Tome cuidado se conversar com o cantor Caetano Veloso. Ainda mais se for soletrar palavras. Na sua vinda a Curitiba, o cantor corrigiu uma fã que falou a vogal de forma fechada, quando soletrou o seu nome. Na sua erudição (já que Caetano diz que é preciso conhecer a língua brasileira), afirma que só existe o som ‘‘é’’. Com isso, o músico e compositor, que se celebrizou por canções com rebuscados jogos de palavras, questiona a forma oral com que os paranaenses falam. Imagine se Caetano ouvisse uma criança soletrando o abecedário em uma escola da cidade. Entenderia que ela estaria cometendo um erro craso ao falar ‘‘ê’’.
‘‘Isso é uma bobagem’’, comenta o professor e escritor Cristóvão Tezza. Para o escritor, não existe uma oralidade padrão no Brasil, em função da grande diversidade cultural. ‘‘Prefiro não polemizar com Caetano Veloso, mas não existe esta norma para a letra ‘ê’’, comenta.
Da mesma forma entende a linguista da Universidade Federal do Paraná, Lígia Negri. ‘‘O cantor levou em conta o sotaque da Bahia, onde as pessoas falam a vogal de forma aberta’’, diz. A professora exemplifica que nenhum baiano diria que está com ‘‘séd钒, mas com ‘‘sêd꒒. ‘‘O som fechado existe também naquela região’’.

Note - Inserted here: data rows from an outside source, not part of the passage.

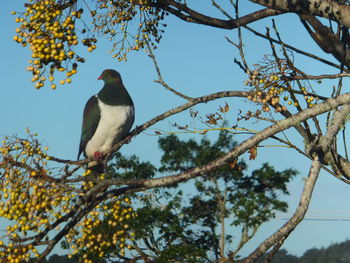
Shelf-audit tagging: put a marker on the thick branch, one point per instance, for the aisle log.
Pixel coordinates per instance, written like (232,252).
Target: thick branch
(182,11)
(333,10)
(330,104)
(326,40)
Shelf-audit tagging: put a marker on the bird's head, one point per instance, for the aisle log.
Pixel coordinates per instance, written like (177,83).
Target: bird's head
(109,75)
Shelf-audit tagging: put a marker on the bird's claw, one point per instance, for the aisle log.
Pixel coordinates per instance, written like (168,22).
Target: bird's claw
(98,156)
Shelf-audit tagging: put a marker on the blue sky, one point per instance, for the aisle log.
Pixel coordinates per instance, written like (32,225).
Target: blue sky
(194,59)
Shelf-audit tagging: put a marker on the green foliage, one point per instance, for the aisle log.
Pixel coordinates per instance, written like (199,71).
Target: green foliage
(183,225)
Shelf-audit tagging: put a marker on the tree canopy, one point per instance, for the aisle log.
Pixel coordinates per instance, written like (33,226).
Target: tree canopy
(48,199)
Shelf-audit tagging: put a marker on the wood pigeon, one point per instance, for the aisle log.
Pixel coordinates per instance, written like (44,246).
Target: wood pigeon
(108,117)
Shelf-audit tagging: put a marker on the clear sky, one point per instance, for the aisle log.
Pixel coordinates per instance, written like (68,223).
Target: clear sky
(194,59)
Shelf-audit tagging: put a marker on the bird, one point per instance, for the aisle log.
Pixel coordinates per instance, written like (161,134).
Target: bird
(108,117)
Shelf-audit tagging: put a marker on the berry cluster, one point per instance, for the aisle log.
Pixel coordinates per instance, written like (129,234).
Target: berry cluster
(103,232)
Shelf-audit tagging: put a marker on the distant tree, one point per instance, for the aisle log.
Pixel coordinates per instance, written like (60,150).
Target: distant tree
(168,228)
(47,199)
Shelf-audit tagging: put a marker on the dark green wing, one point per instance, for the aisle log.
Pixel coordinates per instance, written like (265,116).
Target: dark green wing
(91,118)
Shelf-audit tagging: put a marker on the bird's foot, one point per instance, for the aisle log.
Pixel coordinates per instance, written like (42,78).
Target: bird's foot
(128,138)
(98,156)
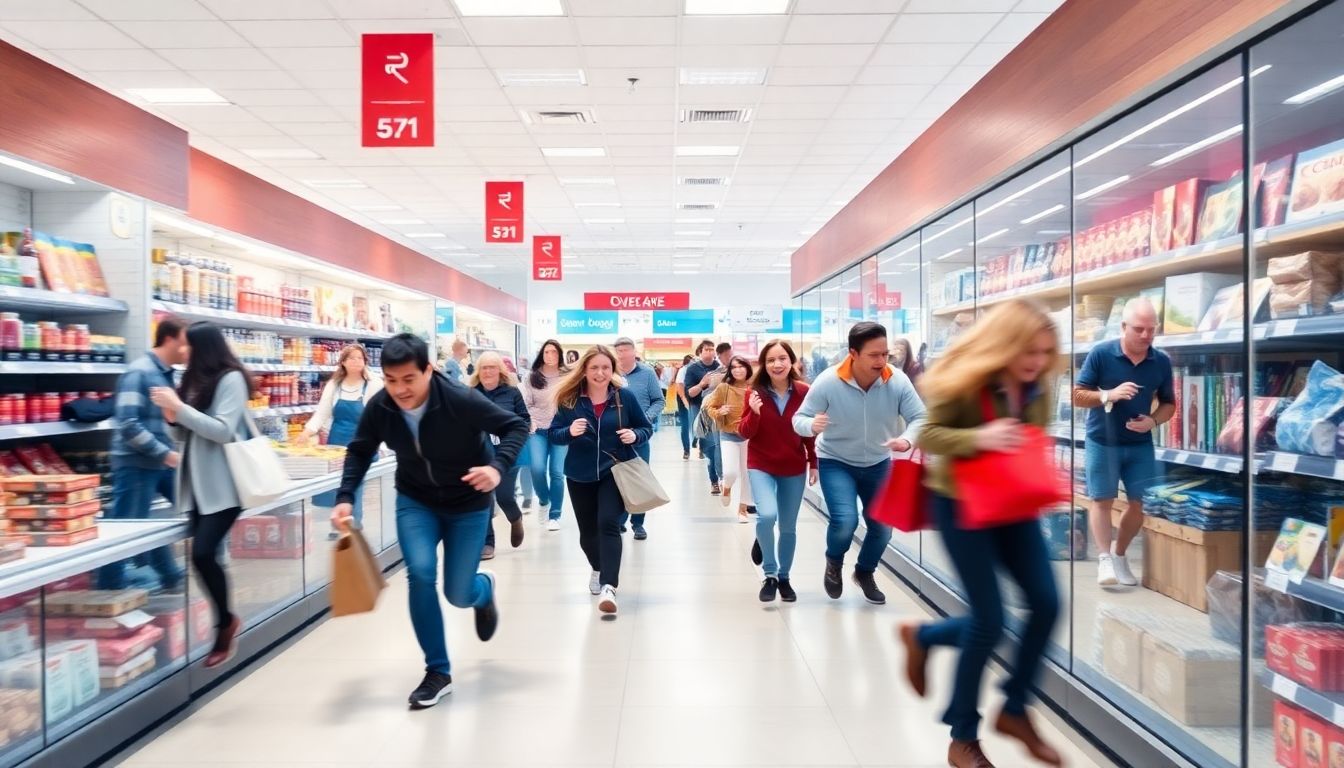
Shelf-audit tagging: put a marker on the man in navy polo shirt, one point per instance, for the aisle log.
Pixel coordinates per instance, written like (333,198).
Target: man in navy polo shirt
(1118,382)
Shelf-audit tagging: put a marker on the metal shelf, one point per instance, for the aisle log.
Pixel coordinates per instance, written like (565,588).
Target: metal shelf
(38,300)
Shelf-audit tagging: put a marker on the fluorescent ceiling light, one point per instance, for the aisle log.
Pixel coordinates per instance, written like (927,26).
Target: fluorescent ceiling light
(1169,116)
(992,236)
(179,96)
(1316,92)
(540,78)
(277,154)
(159,217)
(1043,214)
(735,7)
(574,151)
(1215,139)
(508,7)
(588,180)
(1101,188)
(694,75)
(35,170)
(708,151)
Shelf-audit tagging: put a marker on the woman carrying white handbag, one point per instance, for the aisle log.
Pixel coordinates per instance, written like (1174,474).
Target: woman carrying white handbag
(208,412)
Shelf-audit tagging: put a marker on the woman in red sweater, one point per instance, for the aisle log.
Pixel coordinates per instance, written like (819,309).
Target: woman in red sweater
(778,464)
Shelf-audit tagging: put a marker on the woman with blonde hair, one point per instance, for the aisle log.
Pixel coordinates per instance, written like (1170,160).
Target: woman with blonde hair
(726,404)
(1003,365)
(343,402)
(500,386)
(601,421)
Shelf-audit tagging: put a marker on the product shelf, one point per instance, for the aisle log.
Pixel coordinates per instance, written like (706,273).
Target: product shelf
(39,300)
(51,429)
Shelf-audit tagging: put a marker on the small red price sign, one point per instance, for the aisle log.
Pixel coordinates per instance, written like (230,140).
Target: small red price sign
(398,90)
(547,262)
(503,211)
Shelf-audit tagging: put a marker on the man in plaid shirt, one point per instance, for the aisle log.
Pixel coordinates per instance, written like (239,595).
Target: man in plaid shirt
(144,459)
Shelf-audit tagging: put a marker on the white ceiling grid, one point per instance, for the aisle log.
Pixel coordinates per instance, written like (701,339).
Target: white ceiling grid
(847,86)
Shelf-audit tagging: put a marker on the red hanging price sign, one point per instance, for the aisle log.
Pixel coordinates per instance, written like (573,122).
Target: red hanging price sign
(547,262)
(503,211)
(398,90)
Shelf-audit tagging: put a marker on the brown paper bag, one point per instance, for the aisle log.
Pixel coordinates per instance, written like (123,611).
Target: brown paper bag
(356,579)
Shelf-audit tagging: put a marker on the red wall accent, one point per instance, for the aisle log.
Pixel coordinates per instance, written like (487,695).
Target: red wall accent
(53,117)
(1087,59)
(235,201)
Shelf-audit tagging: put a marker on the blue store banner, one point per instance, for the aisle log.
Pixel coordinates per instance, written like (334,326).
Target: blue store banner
(683,322)
(586,322)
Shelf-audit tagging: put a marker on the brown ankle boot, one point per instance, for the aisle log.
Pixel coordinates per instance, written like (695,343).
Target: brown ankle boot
(968,755)
(917,658)
(1019,726)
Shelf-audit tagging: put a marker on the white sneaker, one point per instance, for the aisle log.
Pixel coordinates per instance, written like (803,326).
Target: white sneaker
(608,603)
(1121,570)
(1106,570)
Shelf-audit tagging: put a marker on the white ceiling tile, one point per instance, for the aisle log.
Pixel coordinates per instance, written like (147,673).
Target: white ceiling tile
(942,27)
(832,55)
(55,35)
(626,31)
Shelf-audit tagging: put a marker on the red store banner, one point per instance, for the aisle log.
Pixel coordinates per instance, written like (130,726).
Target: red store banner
(397,102)
(636,300)
(547,262)
(503,211)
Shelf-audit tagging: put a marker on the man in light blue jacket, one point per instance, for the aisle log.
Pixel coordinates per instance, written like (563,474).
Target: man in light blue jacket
(641,381)
(856,410)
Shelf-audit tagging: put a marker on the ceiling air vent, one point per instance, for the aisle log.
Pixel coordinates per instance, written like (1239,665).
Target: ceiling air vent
(715,116)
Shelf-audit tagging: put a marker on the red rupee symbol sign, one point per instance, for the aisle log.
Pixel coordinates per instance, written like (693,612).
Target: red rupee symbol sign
(504,211)
(398,90)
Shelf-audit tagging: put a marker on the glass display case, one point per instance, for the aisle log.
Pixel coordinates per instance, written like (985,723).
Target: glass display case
(1231,226)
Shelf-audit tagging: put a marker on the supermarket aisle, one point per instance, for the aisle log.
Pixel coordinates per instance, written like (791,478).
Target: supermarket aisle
(695,671)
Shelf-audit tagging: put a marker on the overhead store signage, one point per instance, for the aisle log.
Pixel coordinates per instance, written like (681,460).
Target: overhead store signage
(574,322)
(756,318)
(546,257)
(684,322)
(398,90)
(503,211)
(629,301)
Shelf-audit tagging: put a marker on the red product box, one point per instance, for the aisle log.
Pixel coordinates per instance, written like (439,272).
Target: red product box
(1285,735)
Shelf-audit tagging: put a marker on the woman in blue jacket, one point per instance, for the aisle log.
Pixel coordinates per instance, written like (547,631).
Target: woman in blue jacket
(601,423)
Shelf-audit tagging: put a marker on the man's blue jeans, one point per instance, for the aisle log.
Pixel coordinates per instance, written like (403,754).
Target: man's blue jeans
(844,486)
(547,467)
(420,531)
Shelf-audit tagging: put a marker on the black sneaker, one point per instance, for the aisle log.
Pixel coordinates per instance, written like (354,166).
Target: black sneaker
(868,584)
(488,615)
(432,689)
(769,588)
(832,580)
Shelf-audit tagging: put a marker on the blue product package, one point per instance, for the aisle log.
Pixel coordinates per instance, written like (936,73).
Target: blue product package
(1311,424)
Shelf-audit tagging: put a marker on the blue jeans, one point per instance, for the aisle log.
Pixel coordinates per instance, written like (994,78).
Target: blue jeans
(710,447)
(844,486)
(979,554)
(547,464)
(777,499)
(133,490)
(420,530)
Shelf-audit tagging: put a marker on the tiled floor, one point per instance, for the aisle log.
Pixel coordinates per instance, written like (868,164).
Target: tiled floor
(694,673)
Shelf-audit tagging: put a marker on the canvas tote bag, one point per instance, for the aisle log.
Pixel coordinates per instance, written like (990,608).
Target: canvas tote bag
(258,474)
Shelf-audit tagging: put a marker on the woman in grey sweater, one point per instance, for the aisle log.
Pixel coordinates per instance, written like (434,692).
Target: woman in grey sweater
(208,410)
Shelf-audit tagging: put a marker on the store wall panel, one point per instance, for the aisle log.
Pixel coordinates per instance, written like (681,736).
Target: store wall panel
(57,119)
(235,201)
(1087,61)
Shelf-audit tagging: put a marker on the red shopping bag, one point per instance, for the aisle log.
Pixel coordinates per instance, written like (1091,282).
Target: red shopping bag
(997,488)
(903,502)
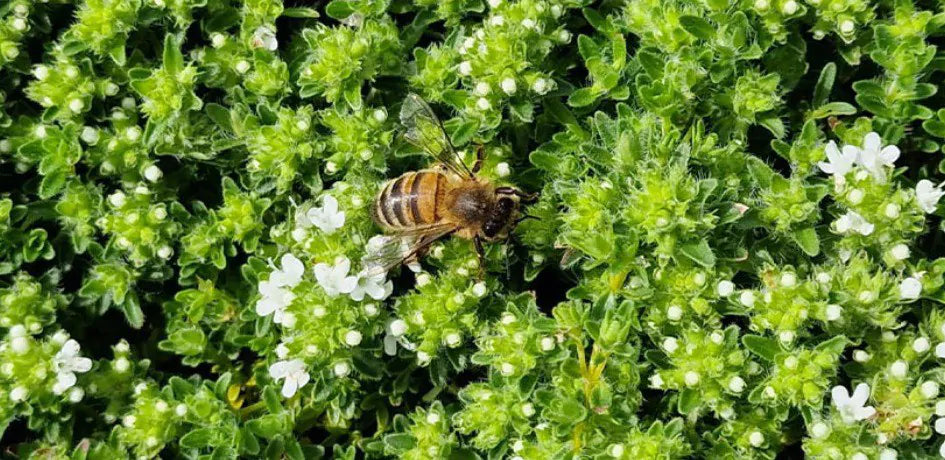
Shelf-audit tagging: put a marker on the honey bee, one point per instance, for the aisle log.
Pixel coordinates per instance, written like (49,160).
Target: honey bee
(449,199)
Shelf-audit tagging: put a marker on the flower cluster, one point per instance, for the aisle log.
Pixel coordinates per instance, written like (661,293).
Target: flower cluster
(735,250)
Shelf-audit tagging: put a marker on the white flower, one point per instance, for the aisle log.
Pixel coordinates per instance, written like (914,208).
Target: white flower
(875,158)
(66,363)
(851,408)
(290,274)
(374,285)
(327,217)
(292,372)
(395,336)
(927,195)
(265,38)
(276,292)
(334,279)
(838,163)
(508,86)
(910,289)
(854,222)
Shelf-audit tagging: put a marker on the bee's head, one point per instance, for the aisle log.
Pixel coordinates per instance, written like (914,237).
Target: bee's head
(504,214)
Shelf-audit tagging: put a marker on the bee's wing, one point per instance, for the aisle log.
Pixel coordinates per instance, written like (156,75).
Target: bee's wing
(425,131)
(388,251)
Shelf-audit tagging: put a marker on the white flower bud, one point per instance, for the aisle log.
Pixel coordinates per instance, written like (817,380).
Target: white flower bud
(18,394)
(528,410)
(833,312)
(656,381)
(502,169)
(398,327)
(479,289)
(940,350)
(674,313)
(747,298)
(846,27)
(861,356)
(789,7)
(899,369)
(615,450)
(892,210)
(342,369)
(900,252)
(670,344)
(756,439)
(121,365)
(353,338)
(929,389)
(508,86)
(20,345)
(41,72)
(153,173)
(819,430)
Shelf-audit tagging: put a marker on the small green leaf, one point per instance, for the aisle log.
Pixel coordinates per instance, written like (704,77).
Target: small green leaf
(824,84)
(173,58)
(699,252)
(698,27)
(765,348)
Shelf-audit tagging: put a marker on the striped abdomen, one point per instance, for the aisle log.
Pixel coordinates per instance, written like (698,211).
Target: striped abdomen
(410,200)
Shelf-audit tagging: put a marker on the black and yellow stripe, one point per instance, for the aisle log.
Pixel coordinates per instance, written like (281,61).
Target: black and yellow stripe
(409,201)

Estudiosa em fonética, Lígia explica que, ao contrário da padronização da escrita, não existe uma única oralidade no País. ‘‘Na década de 70 foi feita uma pesquisa da norma culta falada no Brasil e se constatou cinco grandes grupos orais - o gaúcho, paulista, carioca, baiano e de Recife’’, disse. Cada um desses grupos teria uma peculiaridade na entonação das letras. ‘‘As falas dessas regiões, como nos demais pontos do País, são influenciadas pela culturas regionais’’, afirma. Por causa da colonização européia de Curitiba, principalmente alemã e italiana, o curitibano reforça ‘‘ê’’ e ‘‘ô’’ nos finais das palavras.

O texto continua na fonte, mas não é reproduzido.